At around 1:50pm on the 27th of September 1986 more than a million helium-filled balloons were released from Public Square in Cleveland, Ohio, as a fundraising publicity stunt. While the launch itself was successful the wind blew the mass of balloons in an unexpected direction, resulting in utter chaos. Millions of dollars of property damage, many injuries, and possibly even two deaths were the result.
The stunt was coordinated by private company Balloonart by Treb, but was backed by the city of Cleveland who were keen for some good publicity. It was thought by many that the stunt would put Cleveland "on the map". Six months of planning went into the release.
Ss the planned day of the event approached a rectangular structure was assembled in the southwest quadrant of Public Square. This framework supported a net the size of a city block designed to hold the filled blooms before the big moment of the release. Underneath this net 2,500 students and other volunteers spent hour after hour filling balloons with helium.
The target was two million balloons, but an approaching storm prompted an early launch and the total topped out at 1. 4 million. At 1:50pm on the 27th of September huge crowds gathered to watch the balloons be released.
It was indeed a spectacular sight and one that set a world record just as the organizers had intended. For anyone watching in Cleveland that day the launch had all the hallmarks of a great success. The problems began in the next few days.
Most helium-filled balloons will remain aloft long enough to deflate entirely before falling to the ground. The Balloonfest balloons, however, ran swiftly into a band of rain and cool air which caused them to drop prematurely. Millions of still-inflated balloons descended on the countryside of Ohio.
There they clogged waterways and covered fields. They caused multiple traffic accidents as drivers attempted to avoid them. They spooked horses and were consumed by livestock, causing illness and injury.
They drifted down onto the runways of Burke Lakefront Airport which was forced to temporarily close. Worst of all, however, the balloons blanketed Lake Erie, where they interfered with the rescue effort for two fishermen who had gone missing. A rescue helicopter had difficulty reaching the area it was tasked with searching and even when searches could be completed spotting two bodies in the water amongst a star-field of colored balloons proved impossible.

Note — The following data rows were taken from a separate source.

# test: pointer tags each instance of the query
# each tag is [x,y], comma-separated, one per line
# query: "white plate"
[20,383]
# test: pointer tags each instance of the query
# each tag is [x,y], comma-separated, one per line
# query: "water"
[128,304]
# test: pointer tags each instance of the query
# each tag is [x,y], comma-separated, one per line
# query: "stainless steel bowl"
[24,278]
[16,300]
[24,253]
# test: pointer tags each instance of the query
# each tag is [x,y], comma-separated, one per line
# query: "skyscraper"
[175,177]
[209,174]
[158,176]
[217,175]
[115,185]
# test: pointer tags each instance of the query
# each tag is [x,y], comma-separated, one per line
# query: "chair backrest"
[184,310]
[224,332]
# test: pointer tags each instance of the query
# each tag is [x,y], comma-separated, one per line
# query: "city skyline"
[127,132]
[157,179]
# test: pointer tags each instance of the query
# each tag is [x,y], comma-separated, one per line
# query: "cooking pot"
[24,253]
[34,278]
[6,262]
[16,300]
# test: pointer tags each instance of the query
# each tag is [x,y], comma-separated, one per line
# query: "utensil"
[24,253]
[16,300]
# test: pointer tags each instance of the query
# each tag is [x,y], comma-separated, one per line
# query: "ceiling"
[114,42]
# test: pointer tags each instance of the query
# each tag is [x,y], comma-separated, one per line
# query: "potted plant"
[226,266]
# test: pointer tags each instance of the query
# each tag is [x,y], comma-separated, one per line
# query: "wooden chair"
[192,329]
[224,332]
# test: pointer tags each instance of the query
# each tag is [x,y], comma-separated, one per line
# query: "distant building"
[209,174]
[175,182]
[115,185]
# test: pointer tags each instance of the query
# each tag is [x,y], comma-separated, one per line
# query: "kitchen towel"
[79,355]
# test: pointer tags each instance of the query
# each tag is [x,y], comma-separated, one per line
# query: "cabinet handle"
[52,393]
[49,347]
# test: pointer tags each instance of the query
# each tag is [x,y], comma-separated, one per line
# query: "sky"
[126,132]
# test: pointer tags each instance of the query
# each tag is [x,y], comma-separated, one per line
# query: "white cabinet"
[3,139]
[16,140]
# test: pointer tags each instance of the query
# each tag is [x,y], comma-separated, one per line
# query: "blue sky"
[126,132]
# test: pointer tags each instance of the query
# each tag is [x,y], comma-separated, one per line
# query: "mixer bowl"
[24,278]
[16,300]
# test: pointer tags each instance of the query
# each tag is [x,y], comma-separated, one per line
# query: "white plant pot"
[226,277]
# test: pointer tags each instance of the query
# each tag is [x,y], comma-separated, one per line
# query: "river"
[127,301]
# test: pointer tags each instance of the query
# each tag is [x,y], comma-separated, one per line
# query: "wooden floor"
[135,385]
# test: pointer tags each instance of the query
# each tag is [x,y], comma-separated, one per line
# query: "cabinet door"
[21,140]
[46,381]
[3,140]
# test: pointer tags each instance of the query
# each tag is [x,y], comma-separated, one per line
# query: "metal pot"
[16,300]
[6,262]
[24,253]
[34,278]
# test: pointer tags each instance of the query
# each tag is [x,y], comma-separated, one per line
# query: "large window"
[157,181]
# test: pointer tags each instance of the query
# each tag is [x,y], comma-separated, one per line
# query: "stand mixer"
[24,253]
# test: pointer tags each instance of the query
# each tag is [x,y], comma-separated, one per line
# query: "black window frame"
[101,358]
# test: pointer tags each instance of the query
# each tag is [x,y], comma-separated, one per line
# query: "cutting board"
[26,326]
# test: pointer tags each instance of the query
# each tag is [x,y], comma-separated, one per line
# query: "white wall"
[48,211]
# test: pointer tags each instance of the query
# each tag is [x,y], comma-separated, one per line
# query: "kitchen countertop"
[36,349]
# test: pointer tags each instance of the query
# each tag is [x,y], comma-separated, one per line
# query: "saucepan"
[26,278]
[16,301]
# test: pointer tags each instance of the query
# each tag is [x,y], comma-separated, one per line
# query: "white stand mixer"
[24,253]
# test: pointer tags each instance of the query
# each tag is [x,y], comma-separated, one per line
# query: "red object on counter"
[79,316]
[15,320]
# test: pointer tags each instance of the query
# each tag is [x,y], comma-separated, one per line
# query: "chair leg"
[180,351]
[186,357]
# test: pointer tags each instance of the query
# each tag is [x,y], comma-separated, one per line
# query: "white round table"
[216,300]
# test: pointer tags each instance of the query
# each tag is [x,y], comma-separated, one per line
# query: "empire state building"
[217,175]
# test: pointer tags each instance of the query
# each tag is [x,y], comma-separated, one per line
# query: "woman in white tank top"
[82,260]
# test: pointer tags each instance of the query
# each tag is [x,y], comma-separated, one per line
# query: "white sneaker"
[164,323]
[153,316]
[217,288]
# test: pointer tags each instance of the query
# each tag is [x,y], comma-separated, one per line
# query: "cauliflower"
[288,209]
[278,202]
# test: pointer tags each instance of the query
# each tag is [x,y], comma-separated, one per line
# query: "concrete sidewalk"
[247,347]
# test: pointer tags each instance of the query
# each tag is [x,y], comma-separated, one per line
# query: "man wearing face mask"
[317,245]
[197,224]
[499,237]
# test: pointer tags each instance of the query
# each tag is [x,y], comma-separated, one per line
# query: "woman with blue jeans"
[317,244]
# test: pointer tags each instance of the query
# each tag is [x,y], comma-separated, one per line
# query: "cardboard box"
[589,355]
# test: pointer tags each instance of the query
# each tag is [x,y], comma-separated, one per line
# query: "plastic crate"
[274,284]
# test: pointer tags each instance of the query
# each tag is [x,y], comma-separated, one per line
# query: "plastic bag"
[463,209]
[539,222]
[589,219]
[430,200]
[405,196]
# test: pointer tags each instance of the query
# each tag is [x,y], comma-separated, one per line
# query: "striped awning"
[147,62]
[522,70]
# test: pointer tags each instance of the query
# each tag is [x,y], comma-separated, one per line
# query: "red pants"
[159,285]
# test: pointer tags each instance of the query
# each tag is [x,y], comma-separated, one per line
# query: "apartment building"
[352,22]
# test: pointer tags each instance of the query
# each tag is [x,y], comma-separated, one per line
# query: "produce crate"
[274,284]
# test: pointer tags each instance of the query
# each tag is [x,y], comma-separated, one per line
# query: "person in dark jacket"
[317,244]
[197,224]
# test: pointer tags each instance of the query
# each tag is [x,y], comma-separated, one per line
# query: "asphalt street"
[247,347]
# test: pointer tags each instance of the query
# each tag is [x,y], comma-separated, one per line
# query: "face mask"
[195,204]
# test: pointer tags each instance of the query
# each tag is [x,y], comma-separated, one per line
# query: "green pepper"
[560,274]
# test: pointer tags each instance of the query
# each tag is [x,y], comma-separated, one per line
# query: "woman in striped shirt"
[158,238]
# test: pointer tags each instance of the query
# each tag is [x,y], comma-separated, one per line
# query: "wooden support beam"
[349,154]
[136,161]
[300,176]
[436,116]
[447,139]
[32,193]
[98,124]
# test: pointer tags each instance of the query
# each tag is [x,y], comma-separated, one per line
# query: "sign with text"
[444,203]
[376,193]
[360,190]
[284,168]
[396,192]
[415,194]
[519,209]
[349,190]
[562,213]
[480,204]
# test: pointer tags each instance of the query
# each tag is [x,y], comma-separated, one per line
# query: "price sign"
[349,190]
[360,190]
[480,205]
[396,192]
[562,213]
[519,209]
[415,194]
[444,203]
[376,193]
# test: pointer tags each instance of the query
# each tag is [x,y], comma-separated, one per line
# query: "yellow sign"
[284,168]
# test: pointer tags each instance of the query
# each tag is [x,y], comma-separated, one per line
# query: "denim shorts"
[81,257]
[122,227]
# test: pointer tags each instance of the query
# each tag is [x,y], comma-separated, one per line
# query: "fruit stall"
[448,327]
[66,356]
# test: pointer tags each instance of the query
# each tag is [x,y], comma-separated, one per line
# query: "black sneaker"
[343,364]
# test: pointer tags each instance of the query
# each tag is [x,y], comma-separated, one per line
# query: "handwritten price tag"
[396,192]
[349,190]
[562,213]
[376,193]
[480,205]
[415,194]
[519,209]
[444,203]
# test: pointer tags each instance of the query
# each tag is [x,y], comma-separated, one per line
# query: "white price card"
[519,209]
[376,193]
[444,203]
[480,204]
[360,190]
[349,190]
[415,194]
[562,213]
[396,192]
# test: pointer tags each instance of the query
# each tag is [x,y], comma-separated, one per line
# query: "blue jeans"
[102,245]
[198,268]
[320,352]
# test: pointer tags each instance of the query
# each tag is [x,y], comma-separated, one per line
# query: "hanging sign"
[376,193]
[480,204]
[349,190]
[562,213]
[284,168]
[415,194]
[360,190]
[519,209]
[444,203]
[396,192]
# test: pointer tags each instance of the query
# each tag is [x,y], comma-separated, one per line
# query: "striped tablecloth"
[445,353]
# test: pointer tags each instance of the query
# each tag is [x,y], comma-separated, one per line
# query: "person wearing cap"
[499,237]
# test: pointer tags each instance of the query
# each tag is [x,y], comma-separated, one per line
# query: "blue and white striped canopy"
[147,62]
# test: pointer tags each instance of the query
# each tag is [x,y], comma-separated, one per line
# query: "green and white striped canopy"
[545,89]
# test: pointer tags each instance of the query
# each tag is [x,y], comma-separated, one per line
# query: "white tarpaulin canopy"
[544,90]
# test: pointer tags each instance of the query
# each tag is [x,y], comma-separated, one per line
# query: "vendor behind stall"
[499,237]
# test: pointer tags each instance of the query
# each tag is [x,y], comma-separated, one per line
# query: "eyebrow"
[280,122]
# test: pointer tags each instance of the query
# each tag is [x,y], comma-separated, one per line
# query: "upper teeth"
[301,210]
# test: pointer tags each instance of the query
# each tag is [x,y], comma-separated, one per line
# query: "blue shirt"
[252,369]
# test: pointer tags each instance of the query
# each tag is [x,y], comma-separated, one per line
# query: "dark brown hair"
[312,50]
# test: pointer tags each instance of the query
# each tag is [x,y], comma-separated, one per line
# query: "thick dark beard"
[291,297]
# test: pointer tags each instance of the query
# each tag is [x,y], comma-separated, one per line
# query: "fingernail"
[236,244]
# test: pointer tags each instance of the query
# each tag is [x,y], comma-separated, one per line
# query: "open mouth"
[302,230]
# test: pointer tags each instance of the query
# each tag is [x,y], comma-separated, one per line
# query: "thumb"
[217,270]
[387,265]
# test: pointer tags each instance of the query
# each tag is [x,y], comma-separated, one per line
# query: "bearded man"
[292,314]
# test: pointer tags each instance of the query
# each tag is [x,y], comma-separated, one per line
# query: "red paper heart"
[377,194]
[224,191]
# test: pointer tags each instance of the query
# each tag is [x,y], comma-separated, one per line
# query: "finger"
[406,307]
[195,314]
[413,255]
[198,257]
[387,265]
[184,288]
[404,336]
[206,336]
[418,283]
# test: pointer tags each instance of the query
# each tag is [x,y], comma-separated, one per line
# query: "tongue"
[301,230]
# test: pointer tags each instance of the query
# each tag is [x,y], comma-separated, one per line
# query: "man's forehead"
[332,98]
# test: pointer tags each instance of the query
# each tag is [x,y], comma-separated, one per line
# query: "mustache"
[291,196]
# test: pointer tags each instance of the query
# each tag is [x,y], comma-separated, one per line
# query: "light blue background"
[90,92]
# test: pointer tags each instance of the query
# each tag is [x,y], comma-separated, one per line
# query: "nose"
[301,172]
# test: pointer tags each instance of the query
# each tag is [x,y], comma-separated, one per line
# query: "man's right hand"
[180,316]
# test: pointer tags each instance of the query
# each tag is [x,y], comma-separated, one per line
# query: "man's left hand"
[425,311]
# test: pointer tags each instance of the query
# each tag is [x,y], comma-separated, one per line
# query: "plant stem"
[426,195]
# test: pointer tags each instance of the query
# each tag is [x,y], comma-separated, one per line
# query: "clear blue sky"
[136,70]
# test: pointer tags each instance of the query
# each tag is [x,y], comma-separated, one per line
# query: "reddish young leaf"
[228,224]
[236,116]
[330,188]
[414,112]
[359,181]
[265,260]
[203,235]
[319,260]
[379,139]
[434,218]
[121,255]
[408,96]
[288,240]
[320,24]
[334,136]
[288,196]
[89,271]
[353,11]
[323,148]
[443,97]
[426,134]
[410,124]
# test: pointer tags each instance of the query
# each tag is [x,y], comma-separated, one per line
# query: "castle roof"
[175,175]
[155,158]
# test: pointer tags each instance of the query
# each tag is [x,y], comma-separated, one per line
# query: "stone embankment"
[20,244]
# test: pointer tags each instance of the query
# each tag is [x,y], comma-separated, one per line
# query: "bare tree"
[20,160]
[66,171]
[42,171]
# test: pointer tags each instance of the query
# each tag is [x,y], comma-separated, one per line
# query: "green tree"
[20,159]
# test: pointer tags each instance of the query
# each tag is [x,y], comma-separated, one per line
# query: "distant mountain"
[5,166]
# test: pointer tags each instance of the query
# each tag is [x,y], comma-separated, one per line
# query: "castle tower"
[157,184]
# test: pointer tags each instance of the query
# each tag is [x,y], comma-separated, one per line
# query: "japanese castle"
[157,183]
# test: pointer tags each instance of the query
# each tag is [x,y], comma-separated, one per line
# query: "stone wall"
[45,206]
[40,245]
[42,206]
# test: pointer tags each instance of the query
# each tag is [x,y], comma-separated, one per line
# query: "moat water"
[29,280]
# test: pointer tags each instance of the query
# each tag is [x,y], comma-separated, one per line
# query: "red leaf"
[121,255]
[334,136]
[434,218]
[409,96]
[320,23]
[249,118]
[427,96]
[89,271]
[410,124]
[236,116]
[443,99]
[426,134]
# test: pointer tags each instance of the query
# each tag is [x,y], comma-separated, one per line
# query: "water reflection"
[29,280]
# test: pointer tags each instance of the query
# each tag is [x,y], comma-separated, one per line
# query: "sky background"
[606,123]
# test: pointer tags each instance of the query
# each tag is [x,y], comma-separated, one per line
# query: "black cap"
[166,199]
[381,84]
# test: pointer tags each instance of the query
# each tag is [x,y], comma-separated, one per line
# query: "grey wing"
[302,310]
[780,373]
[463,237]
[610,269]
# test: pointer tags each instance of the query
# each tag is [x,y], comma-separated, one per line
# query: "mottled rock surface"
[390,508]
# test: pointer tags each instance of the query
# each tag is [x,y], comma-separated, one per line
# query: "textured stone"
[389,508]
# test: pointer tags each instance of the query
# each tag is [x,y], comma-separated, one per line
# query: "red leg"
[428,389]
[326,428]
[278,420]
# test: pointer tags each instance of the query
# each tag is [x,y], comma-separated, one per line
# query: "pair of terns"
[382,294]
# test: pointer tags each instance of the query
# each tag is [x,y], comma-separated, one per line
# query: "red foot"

On September 29th the coast guard suspended its search. The bodies of the fishermen later washed ashore. The wife of one of the deceased men sued the organizers of Balloonfest.
So did many other people who had suffered traffic accidents or incidents involving livestock. The vast majority of cases were settled out of court, with costs outstripping all of the money that had been raised by the stunt. Balloonfest, disastrous as it was, was never repeated.
The record it set stood for less than a decade before it was broken by Disney with a much more well-planned event in 1994. If Balloonfest 86 is remembered at all, it is remembered as an unmitigated disaster.